# Anno 1800 Season Pass 1 wo kaufen?



## Chris9n (24. März 2020)

Hallo!
Ich habe das Anno 1800 Basisspiel damals bei CDKeys.com gekauft.
Jetzt würde ich gerne beide Season Pässe kaufen. Bei den üblichen wie Amazon gibt es die Gar nicht. Im Ubi Store kann ich sie kaufen, da steht jedoch
das sie nur mit im Ubi Store gekauftem Basisspiel funktionieren. Bei Steam kann ich den ersten Pass kaufen, denke aber das das wahrscheinlich auch nicht
mit meinem Basisspiel funktionieren wird da dieses ja in Steam nicht erscheint.
Beim Uplay Support habe ich angefragt, aber seit einer Woche keine Antwort erhalten.
Könnt ihr helfen?
Gruß Chris


----------



## Rotkaeppchen (24. März 2020)

*Der Season Pass enthält:
- DLC - Gesunkene Schätze
- DLC - Botanica
- DLC - Die Passage*


Lohnt nicht. Gesunkene Schätze macht mit einer Superinsel  das ganze Gleichgewicht kaputt. Gut, wenn man einmal eine Megastatt bauen will, mag das gehen, geht aber auch anders. Ja, mit der Taucherglocke nach Schätzen zu suchen, ist ganz witzig, aber auich nur fünf mal, dann ist es immer dasgleiche und man bekommt nix, was man nicht auch einfach kaufen kann. Und das einzige, was man über hat, ist Geld. 

Botanica bringt Dir nur einen neuen Garten, bringt auch nix, weil das Limiiterende für Museen und Zoos nur Deine EInflusspunkte sind und man auch so problemlos über 7000 Städte Attraktivitätspunkte kommt. 

Einzig die Passage ist ganz nett und man baut sich Luftschiffe, die man aber realistisch betrachter für nix braucht. Der langfrisitge Mehrgewinn an Spielfreude aller drei DLCs geht gegen null. Meine Meinung. Aber ja, alle einmal zu spielen ist ganz nett.


----------



## Nightslaver (24. März 2020)

Chris9n schrieb:


> Hallo!
> Ich habe das Anno 1800 Basisspiel damals bei CDKeys.com gekauft.
> Jetzt würde ich gerne beide Season Pässe kaufen. Bei den üblichen wie  Amazon gibt es die Gar nicht. Im Ubi Store kann ich sie kaufen, da steht  jedoch
> das sie nur mit im Ubi Store gekauftem Basisspiel funktionieren. Bei  Steam kann ich den ersten Pass kaufen, denke aber das das wahrscheinlich  auch nicht
> ...



Du hast den Key für Anno 1800 damals zwar bei einem Key-Seller gekauft, aber aktiviert musst du das Spiel ja trotzdem am Ende bei Uplay haben (über Steam ist es ja nie erschienen), also müsstest du die DLCs / den Seasson Pass auch entsprechend über Uplay kaufen.



Rotkaeppchen schrieb:


> Lohnt nicht.
> ...
> Gesunkene Schätze macht mit einer Superinsel  das ganze Gleichgewicht kaputt....

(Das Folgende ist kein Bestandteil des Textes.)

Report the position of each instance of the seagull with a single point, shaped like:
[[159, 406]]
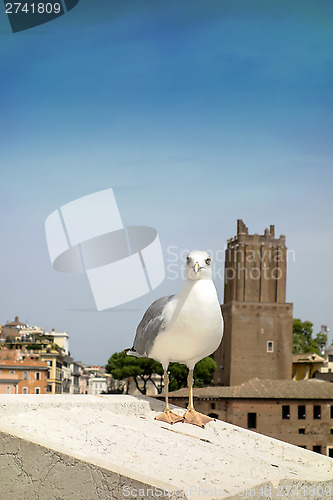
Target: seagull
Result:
[[183, 328]]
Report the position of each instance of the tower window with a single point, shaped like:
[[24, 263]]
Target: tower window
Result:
[[270, 346], [301, 412], [317, 412], [285, 412], [251, 420]]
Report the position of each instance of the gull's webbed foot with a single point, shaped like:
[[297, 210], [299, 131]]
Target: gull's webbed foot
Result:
[[169, 417], [194, 417]]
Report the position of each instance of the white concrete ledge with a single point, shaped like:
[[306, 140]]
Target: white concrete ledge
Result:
[[103, 447]]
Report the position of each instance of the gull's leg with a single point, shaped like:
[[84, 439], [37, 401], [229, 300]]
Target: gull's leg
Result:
[[168, 416], [191, 416]]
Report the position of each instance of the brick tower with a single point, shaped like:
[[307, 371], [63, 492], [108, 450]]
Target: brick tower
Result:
[[257, 339]]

Schön das du ihm, ohne das dies seine Frage war, deine Meinung zu den Inhalten geschrieben hast, aber seine eigentlich gestellte Frage hast du absolut null beantwortet. 

Davon mal abgesehen kann man die riesige Insel aus dem Gesunkene Schätze DLC auch anders sehen. Als Anno-Schönbauer ist die jeden Euro wert, weil man auf Grund des Platzes endlich mal eine Stadt mit richtig ausladenden Alleen, Plätzen und Parks und riesigen Museeen und Zoos errichten kann, was auf den ansonsten sehr viel kleineren Inseln nicht so ausufernd möglich ist:




			Dieser Inhalt steht nur eingeloggten Mitgliedern zur Verfügung.
        



*edit* Ach so Rotkaeppchen, fällt deine Antwort eigentlich schon unter (Womans)Userplaining? 
User: "Ich würde gerne den Seasson Pass kaufen, wo kann ich das?"
Rotkaeppchen: Nein willst du nicht, weil ich dir sage das die das überhaupt nicht wert sind, daher ist auch deine Eingangsfrage überflüssig beantwortet zu werden!" ^^


----------



## Chris9n (26. März 2020)

Danke @nightslaver  ge Au meine Meinung

Das ist übrigens die Antwort von ubi soft:

Gerne werde ich Ihre Frage über Kompatibilität Ihrer Version und den Season Passen beantworten.

Die Warnung ist da, damit Spieler die ANNO 1800 von Steam haben, nicht die Pässe kaufen, weil die nicht kompatibel sind.
Sie haben eine Uplay-Version des Spiels, nicht eine Steam-Version also können Sie die Pässe von uns kaufen und benutzten.


----------